Back to homepage

Improving Low Self-Esteem in Young Children

Child Self-Esteem, child couynseling Fayetteville NC, Carolina Counseling Services, improving self-esteem in children

 

Improving Low Self-Esteem in Young Children

 

Like adults, each individual child is unique, depending on their personality types. They can be wonderfully phlegmatic (adaptable and attentive) or sanguine (friendly and playful). When positive, happy and feeling optimistic about themselves, they tend to navigate through their challenges more easily.  There are children who can similarly be wearisome, being outgoing and competitive, or more introverted and “deep.” For these children, developing a healthy level of self-esteem can be more difficult, having the tendency to slip with life’s difficult steps.

As a parent, seeing your child physically sound and materially well-provided for are but a couple of your many concerns. However, you can only do so much. There will often be certain aspects of their life that may be out of your hands, such as the effects of their emotional health on their physical health, and their ways of adjusting and making decisions.  A healthy level of self-esteem can do wonders in having a satisfying life while growing up. If you want to help them have a happy childhood and to develop a positive personality, provide them all the support they need to develop a positive self-esteem.

Aside from your love, care and encouragement, providing the right professional help can spell a beautiful difference. These professionals can assist you in becoming a proactive parent, recognizing the symptoms early and providing them the kind of help they need.

 

Understanding Self-esteem

What is self-esteem?

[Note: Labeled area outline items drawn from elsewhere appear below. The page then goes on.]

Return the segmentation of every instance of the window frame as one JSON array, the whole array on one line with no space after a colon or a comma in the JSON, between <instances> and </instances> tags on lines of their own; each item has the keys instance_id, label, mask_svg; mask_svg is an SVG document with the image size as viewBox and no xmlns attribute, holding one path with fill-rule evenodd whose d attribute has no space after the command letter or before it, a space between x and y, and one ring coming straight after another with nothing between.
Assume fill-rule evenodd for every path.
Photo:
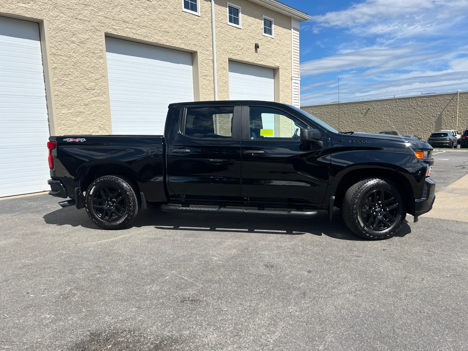
<instances>
[{"instance_id":1,"label":"window frame","mask_svg":"<svg viewBox=\"0 0 468 351\"><path fill-rule=\"evenodd\" d=\"M236 5L234 5L234 4L232 4L230 2L227 2L227 24L230 26L235 27L236 28L240 28L241 29L242 29L242 11L241 10L241 7ZM235 24L233 23L231 23L229 22L229 7L234 7L234 8L237 8L239 10L239 24Z\"/></svg>"},{"instance_id":2,"label":"window frame","mask_svg":"<svg viewBox=\"0 0 468 351\"><path fill-rule=\"evenodd\" d=\"M199 16L200 15L200 0L196 0L196 1L197 1L197 12L195 12L195 11L191 11L191 10L189 10L189 9L188 9L187 8L185 8L185 7L183 7L183 1L184 1L184 0L182 0L182 11L183 11L184 12L187 12L187 13L189 13L189 14L191 14L192 15L197 15L197 16Z\"/></svg>"},{"instance_id":3,"label":"window frame","mask_svg":"<svg viewBox=\"0 0 468 351\"><path fill-rule=\"evenodd\" d=\"M264 24L263 23L265 22L265 20L271 21L271 35L267 34L264 32ZM262 19L262 33L265 37L268 37L269 38L271 38L272 39L275 38L275 20L274 19L263 15L263 18Z\"/></svg>"}]
</instances>

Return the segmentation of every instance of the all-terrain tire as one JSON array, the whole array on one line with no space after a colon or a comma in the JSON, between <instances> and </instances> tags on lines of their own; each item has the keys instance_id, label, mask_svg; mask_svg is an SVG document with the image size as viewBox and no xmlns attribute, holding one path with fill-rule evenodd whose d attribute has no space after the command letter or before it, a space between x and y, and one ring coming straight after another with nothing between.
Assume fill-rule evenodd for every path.
<instances>
[{"instance_id":1,"label":"all-terrain tire","mask_svg":"<svg viewBox=\"0 0 468 351\"><path fill-rule=\"evenodd\" d=\"M343 199L344 222L353 233L363 238L391 238L406 216L401 194L396 185L388 179L372 178L358 182L348 189Z\"/></svg>"},{"instance_id":2,"label":"all-terrain tire","mask_svg":"<svg viewBox=\"0 0 468 351\"><path fill-rule=\"evenodd\" d=\"M138 198L132 182L116 176L104 176L91 183L86 191L86 212L105 229L128 227L138 214Z\"/></svg>"}]
</instances>

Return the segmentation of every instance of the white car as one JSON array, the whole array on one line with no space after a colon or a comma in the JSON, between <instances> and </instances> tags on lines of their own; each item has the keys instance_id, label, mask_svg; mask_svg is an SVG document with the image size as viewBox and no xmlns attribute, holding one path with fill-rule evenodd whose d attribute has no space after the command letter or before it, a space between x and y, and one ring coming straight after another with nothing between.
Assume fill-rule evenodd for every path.
<instances>
[{"instance_id":1,"label":"white car","mask_svg":"<svg viewBox=\"0 0 468 351\"><path fill-rule=\"evenodd\" d=\"M460 144L460 138L461 138L461 134L460 133L460 132L458 132L458 131L456 131L454 129L454 130L450 130L449 129L447 129L447 130L445 130L445 131L439 131L439 132L445 132L446 133L447 132L451 132L453 134L453 136L454 137L456 137L456 138L457 138L457 141L458 141L458 143Z\"/></svg>"}]
</instances>

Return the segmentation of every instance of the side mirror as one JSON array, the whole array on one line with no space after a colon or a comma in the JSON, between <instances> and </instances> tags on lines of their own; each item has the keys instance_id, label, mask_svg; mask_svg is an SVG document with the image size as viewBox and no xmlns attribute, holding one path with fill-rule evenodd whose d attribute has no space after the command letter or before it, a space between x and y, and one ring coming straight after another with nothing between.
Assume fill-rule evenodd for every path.
<instances>
[{"instance_id":1,"label":"side mirror","mask_svg":"<svg viewBox=\"0 0 468 351\"><path fill-rule=\"evenodd\" d=\"M323 147L323 143L322 140L322 133L316 129L305 128L300 130L300 135L299 138L301 141L305 143L310 143L311 146L314 145L315 147L311 148L322 148Z\"/></svg>"},{"instance_id":2,"label":"side mirror","mask_svg":"<svg viewBox=\"0 0 468 351\"><path fill-rule=\"evenodd\" d=\"M300 139L306 143L313 143L322 140L322 133L316 129L301 129Z\"/></svg>"}]
</instances>

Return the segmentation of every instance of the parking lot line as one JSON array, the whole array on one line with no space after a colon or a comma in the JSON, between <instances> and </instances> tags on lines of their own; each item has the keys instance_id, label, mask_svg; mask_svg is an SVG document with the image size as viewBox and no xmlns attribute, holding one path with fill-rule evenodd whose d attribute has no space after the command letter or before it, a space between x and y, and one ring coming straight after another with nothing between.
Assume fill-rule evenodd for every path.
<instances>
[{"instance_id":1,"label":"parking lot line","mask_svg":"<svg viewBox=\"0 0 468 351\"><path fill-rule=\"evenodd\" d=\"M468 161L468 160L461 160L460 159L434 159L434 160L443 160L446 161Z\"/></svg>"},{"instance_id":2,"label":"parking lot line","mask_svg":"<svg viewBox=\"0 0 468 351\"><path fill-rule=\"evenodd\" d=\"M41 194L48 194L49 192L47 190L40 192L33 192L32 194L24 194L22 195L15 195L15 196L6 196L4 197L0 197L0 200L8 200L10 198L17 198L18 197L25 197L27 196L34 196L34 195L40 195Z\"/></svg>"}]
</instances>

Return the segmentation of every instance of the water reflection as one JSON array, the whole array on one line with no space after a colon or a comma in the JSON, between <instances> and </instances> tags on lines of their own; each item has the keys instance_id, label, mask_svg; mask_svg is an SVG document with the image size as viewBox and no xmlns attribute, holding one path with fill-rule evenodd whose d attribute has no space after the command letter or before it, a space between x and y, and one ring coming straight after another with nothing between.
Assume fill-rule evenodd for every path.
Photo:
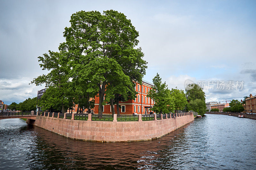
<instances>
[{"instance_id":1,"label":"water reflection","mask_svg":"<svg viewBox=\"0 0 256 170\"><path fill-rule=\"evenodd\" d=\"M256 120L240 119L207 115L152 141L104 143L1 120L0 169L255 169Z\"/></svg>"}]
</instances>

It is a characteristic attribute that refers to one’s general sense of self-worth. It affects how a person, or a child for that matter, appreciate themselves irrespective of their flaws, weaknesses, idiosyncrasies, and all, so that they satisfactorily move through life on a day-to-day basis despite the challenges. It is often associated with confidence. While these two are related, the latter is linked more specifically to the individual’s feeling of trust in their abilities to accomplish something.

Developing early during childhood, parents and guardians have an influential role to play in the development of self-esteem of their children. With so many developmental challenges dotting their paths, a child’s sense of self-esteem is constantly challenged while growing up. Encouraging and supporting the children can help them succeed as they tackle each challenge that comes their way. Conversely, criticizing them may prevent them from self-discovery, as self-doubt dampens their courage and eagerness.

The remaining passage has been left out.